Week in review - A rundown on all 3 beasts...

It's been a while since I gave a real honest update about the 3 VWs currently making up the scene here at the homestead. I thought I would get back to a little good old fashioned blogging after the "blackout" we did to fight SOPA earlier this week (thanks for putting up with that, but I felt it was important). So, let's run through these, shall we?  

The Green Hornet (1956 VW Bug)

The last time we left our hero The Green Hornet, he had just had his crap-filled gas tank removed in some late night work while Oak and EP were out of town. Normally come December no work gets done around here as I have grown into a wimp when it comes to weather. A little rain and a little cold and I stay inside with a bottle of wine and a book and wait out our "winter". But not this year! Winter has been a mild warmth that actually makes me uneasy late at night. And, while this weather is odd in a freakishly "yes, global warming is real and this is the last year of your happy little life so enjoy it" sort of way, The Green Hornet is the recipient of good fortune of global warming as it has received many late night advancements.

Good fortune #1: below  is a picture of the rear brakes on the replacement axle for The Green Hornet. This is the before picture...

If you look close, you can see dead spiders. Seriously! This transaxle replaces the tranaxles (2) bought along with TGH. Apparently, both of those were shot. So Paul at Valley Wagonwerks is a cool enough cat to deliver an extra one he had to my house. He and his absolutely positive influence of a wife stopped by and dropped one off in the fall. And this new transaxle has become the foundation for a new refreshed transaxle replacement. All parts are stripped being cleaned, painted and replaced...

Good fortune #2: Axle tubes getting painted...

Good Fortune #3: A continued cleaning of all things engine related...

Alright, so the transaxle is good. So what to do with the engine?

Several things have had me hung up over the past few months.

1. I absolutely could not remove the outer shroud tin that the generator connects to from the fan. This was one of the last pieces in the 2nd set of items to be sandblasted and powdercoated. I had a back and forth conversation with this rather large bolt holding these pieces together.
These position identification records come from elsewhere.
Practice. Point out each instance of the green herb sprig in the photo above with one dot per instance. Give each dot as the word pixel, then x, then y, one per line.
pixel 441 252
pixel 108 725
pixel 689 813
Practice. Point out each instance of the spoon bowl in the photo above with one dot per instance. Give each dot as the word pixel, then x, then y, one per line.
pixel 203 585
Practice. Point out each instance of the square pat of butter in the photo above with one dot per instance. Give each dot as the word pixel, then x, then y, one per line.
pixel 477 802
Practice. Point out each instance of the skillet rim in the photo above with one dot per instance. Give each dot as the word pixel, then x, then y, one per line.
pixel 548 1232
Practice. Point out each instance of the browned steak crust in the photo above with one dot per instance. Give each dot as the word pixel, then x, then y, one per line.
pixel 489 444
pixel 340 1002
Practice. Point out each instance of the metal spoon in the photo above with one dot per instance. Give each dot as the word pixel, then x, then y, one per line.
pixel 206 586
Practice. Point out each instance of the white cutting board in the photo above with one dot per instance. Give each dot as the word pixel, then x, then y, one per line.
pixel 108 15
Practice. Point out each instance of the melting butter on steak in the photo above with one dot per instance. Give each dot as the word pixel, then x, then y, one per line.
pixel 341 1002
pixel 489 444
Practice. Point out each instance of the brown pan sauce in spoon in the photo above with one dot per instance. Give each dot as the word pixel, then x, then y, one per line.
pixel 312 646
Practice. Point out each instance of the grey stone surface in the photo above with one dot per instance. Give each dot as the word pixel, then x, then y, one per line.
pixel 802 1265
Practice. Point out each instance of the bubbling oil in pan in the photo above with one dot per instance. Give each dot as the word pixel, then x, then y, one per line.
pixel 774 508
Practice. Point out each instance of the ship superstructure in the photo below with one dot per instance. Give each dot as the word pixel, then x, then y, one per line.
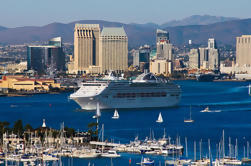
pixel 145 91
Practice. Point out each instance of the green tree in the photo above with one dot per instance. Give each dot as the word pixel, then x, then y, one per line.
pixel 28 127
pixel 69 132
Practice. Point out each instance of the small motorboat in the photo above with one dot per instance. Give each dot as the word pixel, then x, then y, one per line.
pixel 146 161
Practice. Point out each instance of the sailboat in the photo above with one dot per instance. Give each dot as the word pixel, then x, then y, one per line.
pixel 190 120
pixel 98 113
pixel 115 115
pixel 160 119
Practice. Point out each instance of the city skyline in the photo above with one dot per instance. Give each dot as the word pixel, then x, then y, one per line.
pixel 17 15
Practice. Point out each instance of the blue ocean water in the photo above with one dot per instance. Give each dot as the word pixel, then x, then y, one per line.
pixel 231 98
At first, it was all like, here's a big wrench and some pipe. But the bolt said no. Then I bought a bench vice. But it was a crappy one that you mounted with hand cranks and I literally torn a piece of the vice out trying to wrench on it. The bolt was like - f-you, man. THEN, I spent the $40 on a good bench vice, drilled holes and mounted it correctly. I placed the generator in the vice and got out my pipe/wrench combo. It looked like this:

And it worked in about 3 seconds!

2. The distributor is stuck. I cannot, for everything I tried, get it out. Any ideas?

3. I removed the heads. This is the furthest I have gone into an engine and I must come clean; I am a little scared. The biggest question I have is, now what? I took the heads off. I'm not sure I want to go further? But what can I look for at this point? I asked the question on and have had no responses. Below is the naked pistons of the 36 horse that powers The Green Hornet...

Little Blue: The '63 Bug

The Green Hornet and Little Blue are separated by a thin wall, but the current difference is vast.

Little Blue, with her replaced engine, continues to be a workhorse commuter car, logging an average of 80 miles a day! Things are still off with her: missing doorpanel, radio doesn't work, no turn signals and yesterday the passenger side windshield wiper loosened enough to no longer turn. This however has not been enpugh to topple Little Blue from the pedistal I have put her on. I call that pedistal, "the best car I have ever owned".

Big Blue - '68 bus

After taking several beatings, Big Blue is back on the road! We picked him up last Saturday from Valley Wagonworks and it was great to be back behind the wheel. I fired up some tunes and 5 minutes into the drive felt like I had never been without Blue.

Next up for Blue is finishing the paint work on the front end and, when it warms up, putting in a new wood floor in the back. For now, the big goal is bURNING vAN which is tomorrow at Ocean beach in SF. With any luck, Big Blue will be there with curtains on!



B - About your cylinder heads: I am doing about the same thing with the engine out of my bus, complete teardown and rebuild. The heads were pretty grimey, and I've found oven cleaner works pretty well as a starting point. Spray it on and let it sit for a bit, then scrub with a toothbrush, rinse & repeat. You need to get them clean so you can inspect them for any cracking around the spark plug holes and valves, etc. "How to Rebuild Your Volkswagen Engine" by Tom Wilson is a great read for us non-mechanic types.

Big Blue's Driver

m- thanks for the tip. i used oven cleaner on the manifold. I just went an bought some more for the heads. I also have that book and will read it on a flight I have this week. Thanks!